# Background knowledge represented by Bayesian network

I am travelling to the airport from Bangkok city centre (Siam square), the weather in Bangkok city is unpredictable as it can be raining, or it can be sunny all day. Only 60% of time that the weather will be a nice sunny day and it can be raining any times in Bangkok mostly about 40% of time. With different weather conditions, the bus can arrive at the bus stop late, on time, or early. And this will result to the time arriving at the airport. On a nice sunny day, the bus will tend to arrive at a bus stop on time or earlier than its actual schedule and I will get o the airport on time. Whereas, on a sunny day, there are more chance that the bus will arrive at the bus stop late and this will make me get to the airport late.

In [1]:
#Import libraries

import numpy as np
from pgmpy.factors.discrete import TabularCPD
from pgmpy.models import BayesianModel

### We define the network structure, named office_model, using BayesianModel

In [2]:
transport_model = BayesianModel([('rainy day', 'bus'),
                              ('sunny day', 'bus'),
                              ('bus', 'arrive at airport')])



### TabularCPD defines the conditional probability distribution table (cpd table). We need these tables for each node.

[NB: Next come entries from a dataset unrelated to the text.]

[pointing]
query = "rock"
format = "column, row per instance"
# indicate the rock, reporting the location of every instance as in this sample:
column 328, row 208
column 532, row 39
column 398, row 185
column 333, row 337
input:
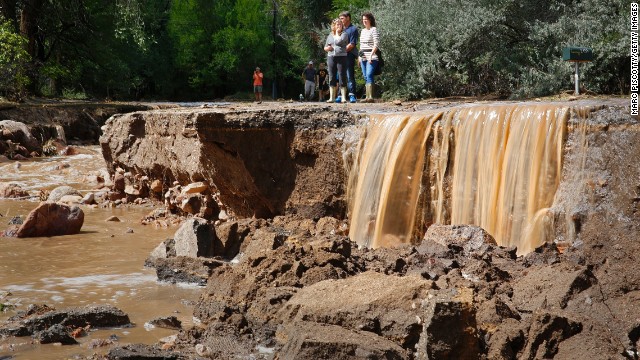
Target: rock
column 183, row 269
column 56, row 194
column 55, row 334
column 131, row 190
column 11, row 190
column 329, row 226
column 40, row 319
column 169, row 322
column 70, row 199
column 467, row 237
column 387, row 305
column 52, row 219
column 449, row 330
column 310, row 341
column 195, row 188
column 195, row 238
column 99, row 343
column 191, row 204
column 551, row 287
column 231, row 236
column 119, row 182
column 156, row 186
column 297, row 171
column 19, row 133
column 139, row 352
column 88, row 199
column 16, row 220
column 165, row 250
column 68, row 151
column 546, row 332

After defining them, we add them all to the model.

In [3]:
rainy_cpd = TabularCPD(
    variable = 'rainy day',
    variable_card = 2,   # cardinality
    values = [[0.4], [0.6]])  # ['yes', 'no']

In [4]:
sunny_cpd = TabularCPD(
    variable = 'sunny day',
    variable_card = 2,   # cardinality
    values = [[0.7], [0.3]])  # ['yes', 'no']

In [5]:
arrive_at_airport_cpd = TabularCPD(
    variable = 'arrive at airport',
    variable_card = 2,
    values = [[.7, .4, .2],
              [.3, .6, .8]],
    evidence = ['bus'],
    evidence_card = [3])

In [6]:
bus_cpd = TabularCPD(
    variable = 'bus',
    variable_card = 3,
    values = [[.3, .7, .3, .5],
              [.5, .2, .4, .3],
              [.2, .1, .3, .2],],
    evidence = ['sunny day', 'rainy day'],
    evidence_card = [2,2])

In [7]:
transport_model.add_cpds(rainy_cpd, sunny_cpd, bus_cpd, arrive_at_airport_cpd)

In [8]:
# Checking if the cpds are valid for the model
transport_model.check_model()

True

In [9]:
# Viewing nodes of the model
transport_model.nodes()

NodeView(('rainy day', 'bus', 'sunny day', 'arrive at airport'))

In [10]:
transport_model.get_cpds()

[<TabularCPD representing P(rainy day:2) at 0x7fd5f0176fa0>,
 <TabularCPD representing P(sunny day:2) at 0x7fd5f0176b50>,
 <TabularCPD representing P(bus:3 | sunny day:2, rainy day:2) at 0x7fd5f0193940>,
 <TabularCPD representing P(arrive at airport:2 | bus:3) at 0x7fd5ea478af0>]

In [11]:
print("Nodes: ", transport_model.nodes())
print("Edges: ", transport_model.edges())
transport_model.get_cpds

Nodes:  ['rainy day', 'bus', 'sunny day', 'arrive at airport']
Edges:  [('rainy day', 'bus'), ('bus', 'arrive at airport'), ('sunny day', 'bus')]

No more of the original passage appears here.